Visiblement, à voir la sérénité affichée par Charles Juillard, la décision jurassienne a été aisée à prendre. Les dossiers fournis par la Confédération donnent l’assurance au Jura que l’éventuelle venue des Ouïgours ne lui posera pas de problème financier, sanitaire ou de sécurité. Le Jura, par le biais de l’Association d’accueil des migrants, certifie qu’il est possible de recevoir, puis intégrer les deux hommes, cordonniers de profession, parlant chinois mais disposés à apprendre le français.
«L’obstacle de la prise en charge levé, il appartient au Conseil fédéral de véritablement décider s’il veut recevoir ces deux détenus en Suisse ou non», lance Charles Juillard. Qui s’est appliqué à mettre en exergue, à plusieurs reprises, l’esprit «d’ouverture, de solidarité et d’accueil humanitaire de la Suisse et du Jura», sans nier le casse-tête économico-diplomatique de la Suisse, prise en étau entre une promesse faite aux Etats-Unis et l’importance d’un accord économique à signer avec la Chine, qui affirme que les deux Ouïgours sont des terroristes.

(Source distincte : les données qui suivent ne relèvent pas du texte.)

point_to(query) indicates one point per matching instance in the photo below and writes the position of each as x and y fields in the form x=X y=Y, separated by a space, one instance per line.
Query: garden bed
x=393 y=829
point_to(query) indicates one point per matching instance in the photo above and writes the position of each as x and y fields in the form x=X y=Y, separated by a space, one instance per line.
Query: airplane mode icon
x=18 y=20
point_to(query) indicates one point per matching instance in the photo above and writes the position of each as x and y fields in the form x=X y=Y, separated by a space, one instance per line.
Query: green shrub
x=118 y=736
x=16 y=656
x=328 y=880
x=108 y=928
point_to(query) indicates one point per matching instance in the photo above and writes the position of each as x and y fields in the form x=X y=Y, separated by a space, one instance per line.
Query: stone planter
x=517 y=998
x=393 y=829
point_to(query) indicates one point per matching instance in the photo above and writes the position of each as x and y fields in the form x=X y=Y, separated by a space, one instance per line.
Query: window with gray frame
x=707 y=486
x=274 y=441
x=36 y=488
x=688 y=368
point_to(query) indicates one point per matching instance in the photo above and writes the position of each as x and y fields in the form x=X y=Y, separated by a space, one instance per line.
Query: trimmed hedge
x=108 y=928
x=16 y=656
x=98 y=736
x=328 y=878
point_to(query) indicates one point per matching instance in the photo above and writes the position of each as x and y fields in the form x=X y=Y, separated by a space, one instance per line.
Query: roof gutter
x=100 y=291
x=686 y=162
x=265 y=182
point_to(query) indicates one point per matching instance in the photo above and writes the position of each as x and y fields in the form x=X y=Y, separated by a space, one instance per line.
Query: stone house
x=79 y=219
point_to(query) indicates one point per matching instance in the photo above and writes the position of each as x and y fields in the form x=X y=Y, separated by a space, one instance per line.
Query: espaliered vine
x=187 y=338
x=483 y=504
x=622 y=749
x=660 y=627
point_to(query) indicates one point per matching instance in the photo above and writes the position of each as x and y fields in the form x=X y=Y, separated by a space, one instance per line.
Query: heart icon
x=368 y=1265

Les regards se tournent désormais vers Berne et le Conseil fédéral, à qui le gouvernement jurassien a adressé sa réponse par courriel ce mardi matin. «J’ai toujours souhaité une décision dans les délais les plus brefs, mais ce n’est pas au Jura de dicter son agenda au gouvernement fédéral», relève Charles Juillard. Qui se prépare déjà à accueillir les deux Ouïgours, «à leur offrir un autre avenir, serein, pour leur permettre simplement de se reconstruire et revivre».
Le ministre jurassien a encore précisé que, s’ils sont transférés en Suisse, les deux ex-détenus seront mis au bénéfice d’un permis B, et pas considérés comme demandeur d’asile. Ils seront hébergés dans un appartement, pourront compter sur un traducteur et les services de l’Etat pour s’intégrer. Ils seront libres de leurs mouvements sur territoire helvétique, mais devront demander un visa pour en sortir. Et Charles Juillard de lancer un appel à ses concitoyens, «pour accueillir deux êtres humains et pas des bêtes de foire».